Hopefully you’ve heard about the Monty Hall problem. If you haven’t, here’s a recap. Center yourself, suspend your disbelief, prepare to step into a role.
It’s the ’70s, and you’re a contestant on a game show in LA called “Let’s Make a Deal.” You’re dressed like the love child of the Tin Man and a cinder block (or a farmer, or a flower, or a cowboy) for some reason and Monty Hall, the host, saunters over with a proposition. “One of these three boxes has the keys to a brand-new 1975 Lincoln Continental,” he says, “and the other two are empty. If you pick the box with the keys, you get the car.” You close your eyes and pick Box B. Monty hands it to you, saying that he’s “going to open Box A, and… it’s empty. No keys in Box A, but they could be in Box C! Now, here’s the catch: you can choose whether you want to open Box B or Box C. I’ll give you $1000 to open Box B right now, no matter what’s inside. If you open Box C, you don’t get a cent.”

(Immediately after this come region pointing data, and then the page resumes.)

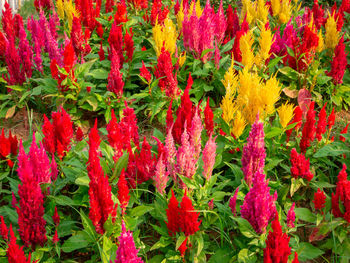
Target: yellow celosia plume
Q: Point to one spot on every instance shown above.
(239, 124)
(286, 11)
(165, 35)
(332, 35)
(245, 45)
(285, 113)
(70, 12)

Do you take Monty’s deal, or do you switch?
Your gut probably says your choice doesn’t matter. Since Monty showed you somewhere the keys aren’t, either Box B or Box C has to have them; the experiment “resets,” giving you only two choices, so your odds of picking right are 50/50. Monty even tells you that the chance you’re holding the keys is \(\nicefrac 12\). You really want this car (which gets a tree-hugging 10 miles per gallon) so you steel yourself, open Box C, and CONGRATULATIONS YOU’VE WON!
If you repeat this exact scenario — Boxes A and B are empty, Box C has the keys, and both you and Monty make the same choices — you’ll find the keys half the time. But what if you’d picked Box A or C to start with?
Here’s where I think most explanations go off the rails: they run through all the possible scenarios, talk about prior and posterior distributions, talk about the point of statistics, get worked up about details that don’t matter, substitute doors for boxes, add way more doors (which is an interesting angle of attack, but not the point), things like that. I think there’s a simpler explainer, and we can find it by reviewing the rules of the game. In this experiment,
- You pick a Box at uniform random.
- Monty opens a Box not containing the keys.
- You are allowed to stay (keep the Box you chose originally) or switch (choose the Box that neither you nor Monty opened).
To make this easy, your strategy is to always switch — no matter what, you choose the unopened Box at Step 3. Step 2 says that Monty can’t open a Box with the keys inside, so all the variability comes from Step 1: your initial choice. Just by following the rules, we know two things:
- If your initial choice contains the keys, the unopened Box is always empty. Switching loses.
- If your initial choice doesn’t contain the keys, they’re always in the unopened Box. Switching wins.
Because your initial choice is uniform, your Box has the keys \((\nicefrac 13)\)rd of the time, and doesn’t in the remaining \((\nicefrac 23)\)rds. Two out of every three times, switching wins. That’s it! All bases covered, no discussion of opaque stats, no enumeration, just a plain reading of the rules.